Theodor Ballauff (* 14. Januar 1911 in Magdeburg; † 20. Dezember 1995 in Mainz) war ein deutscher Pädagoge und Professor an den Universitäten Köln und Mainz.

Theodor Ballauff. Signatur 1972

Leben

In Magdeburg geboren, wuchs Ballauff ab 1915 in Kassel unter der Obhut der Mutter auf. Sein Vater war 1914 im Ersten Weltkrieg gefallen. 1930 folgte das Abitur am Wilhelmsgymnasium Kassel. Von 1930 bis 1937 studierte Ballauff Chemie, Biologie, Philosophie, Psychologie und Religionswissenschaft an den Universitäten Göttingen, Wien und Berlin. Am 26. August 1937 beantragte er die Aufnahme in die NSDAP und wurde rückwirkend zum 1. Mai desselben Jahres aufgenommen (Mitgliedsnummer 5.395.553).[1] Nebenamtlich war er für das Amt Wissenschaft der NSDAP-Reichsleitung tätig. Er war Blockwalter der Nationalsozialistischen Volkswohlfahrt (NSV). 1938 promovierte er in Berlin mit einer von Nicolai Hartmann betreuten Arbeit über den Vorstellungsbegriff bei Kant. Im selben Jahr bestand er die Prüfung für das höhere Lehramt und wurde Referendar an der Universitätsbibliothek Halle. Nach seiner Assessorprüfung wurde er zum Bibliothekar an der Preußischen Staatsbibliothek ernannt. 1944 habilitierte sich Ballauff mit der Arbeit Das transzendente Problem in der gegenwärtigen Philosophie in Halle. Alfred Rosenberg und sein Mentor Alfred Baeumler besorgten ihm eine Dozentenstelle an der Universität Halle.

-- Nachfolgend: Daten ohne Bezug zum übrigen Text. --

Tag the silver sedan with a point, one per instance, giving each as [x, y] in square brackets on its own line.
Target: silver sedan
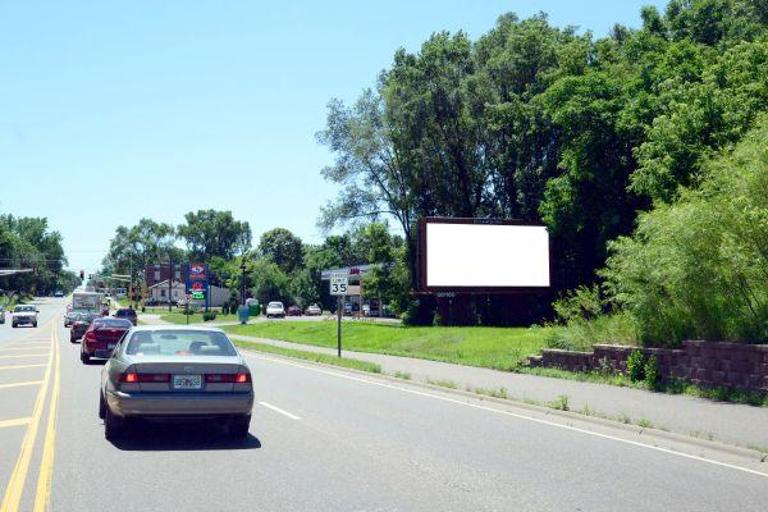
[170, 373]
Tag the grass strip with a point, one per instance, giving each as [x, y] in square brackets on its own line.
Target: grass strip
[490, 347]
[354, 364]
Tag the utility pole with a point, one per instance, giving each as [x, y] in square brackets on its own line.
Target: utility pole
[242, 283]
[170, 282]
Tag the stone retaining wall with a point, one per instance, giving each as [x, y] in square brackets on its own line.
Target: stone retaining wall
[709, 364]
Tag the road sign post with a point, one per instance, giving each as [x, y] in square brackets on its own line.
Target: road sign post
[338, 287]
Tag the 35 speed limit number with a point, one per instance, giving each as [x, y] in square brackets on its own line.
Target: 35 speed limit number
[339, 284]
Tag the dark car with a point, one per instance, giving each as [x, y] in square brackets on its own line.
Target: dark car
[165, 373]
[127, 314]
[80, 324]
[102, 336]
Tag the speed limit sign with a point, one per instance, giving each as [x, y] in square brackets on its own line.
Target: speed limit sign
[339, 283]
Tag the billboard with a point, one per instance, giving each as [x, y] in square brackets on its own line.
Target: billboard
[483, 256]
[197, 282]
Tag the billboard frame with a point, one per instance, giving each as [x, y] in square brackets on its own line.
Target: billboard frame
[421, 260]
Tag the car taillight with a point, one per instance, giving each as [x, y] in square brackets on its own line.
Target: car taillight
[154, 377]
[133, 377]
[129, 378]
[228, 378]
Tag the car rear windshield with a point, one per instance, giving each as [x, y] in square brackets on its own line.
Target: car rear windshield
[180, 343]
[112, 323]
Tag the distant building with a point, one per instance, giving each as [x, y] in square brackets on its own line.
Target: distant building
[154, 274]
[159, 292]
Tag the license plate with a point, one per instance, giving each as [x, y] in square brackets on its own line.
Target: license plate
[187, 381]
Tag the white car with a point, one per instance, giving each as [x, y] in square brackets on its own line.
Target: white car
[275, 309]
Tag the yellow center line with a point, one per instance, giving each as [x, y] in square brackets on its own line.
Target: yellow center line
[20, 384]
[22, 366]
[16, 349]
[45, 478]
[16, 422]
[13, 492]
[16, 356]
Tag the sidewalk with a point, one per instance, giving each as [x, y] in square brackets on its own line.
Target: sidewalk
[736, 424]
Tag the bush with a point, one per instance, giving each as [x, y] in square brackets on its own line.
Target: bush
[581, 334]
[636, 366]
[697, 269]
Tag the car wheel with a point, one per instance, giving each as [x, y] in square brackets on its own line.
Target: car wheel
[113, 425]
[102, 406]
[238, 428]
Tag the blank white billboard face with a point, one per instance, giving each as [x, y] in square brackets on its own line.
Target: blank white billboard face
[483, 255]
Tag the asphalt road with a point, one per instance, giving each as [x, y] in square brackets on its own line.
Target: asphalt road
[325, 439]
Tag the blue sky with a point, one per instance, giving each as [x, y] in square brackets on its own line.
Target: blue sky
[110, 111]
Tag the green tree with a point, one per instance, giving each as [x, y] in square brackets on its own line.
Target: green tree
[210, 233]
[269, 282]
[147, 243]
[283, 248]
[697, 268]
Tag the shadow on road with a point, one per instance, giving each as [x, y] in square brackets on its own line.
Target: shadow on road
[144, 436]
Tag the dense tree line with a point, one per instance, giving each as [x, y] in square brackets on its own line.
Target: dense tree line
[281, 266]
[543, 123]
[28, 242]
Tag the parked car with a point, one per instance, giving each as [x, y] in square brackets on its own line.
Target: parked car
[101, 337]
[275, 309]
[80, 324]
[167, 372]
[24, 314]
[127, 314]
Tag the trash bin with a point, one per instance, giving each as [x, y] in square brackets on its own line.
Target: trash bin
[243, 312]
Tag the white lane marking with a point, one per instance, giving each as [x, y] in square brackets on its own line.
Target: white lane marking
[522, 417]
[16, 422]
[20, 384]
[21, 366]
[19, 356]
[277, 409]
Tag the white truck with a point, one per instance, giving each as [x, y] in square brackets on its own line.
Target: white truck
[87, 302]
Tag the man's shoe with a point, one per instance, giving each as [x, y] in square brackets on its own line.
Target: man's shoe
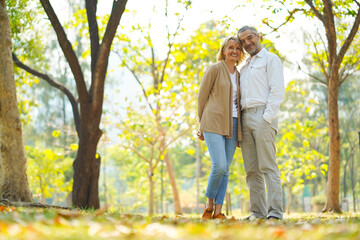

1940 wurde Ballauff zum Kriegsdienst eingezogen. Er wurde Oberfunker in der Fernschreiblehrkompanie des Nachrichtenregiments Halle.

Ab Oktober 1946 war Ballauff an der Universität Köln zunächst Assistent, später Privatdozent und ab 1952 außerordentlicher Professor. 1947 hatte er einen Lehrauftrag an der Universität Bonn. 1955 wurde Ballauff außerordentlicher Professor für Philosophie und Pädagogik an der Universität Mainz, 1956 ordentlicher Professor für Pädagogik. 1979 erfolgte seine Emeritierung. Ein bekannter Schüler ist Klaus Schaller.

In seinen Kölner Jahren heiratete Ballauff seine Frau Hildegard, geb. Weitzel. Dem Ehepaar wurden zwei Kinder, eine Tochter und ein Sohn, geboren.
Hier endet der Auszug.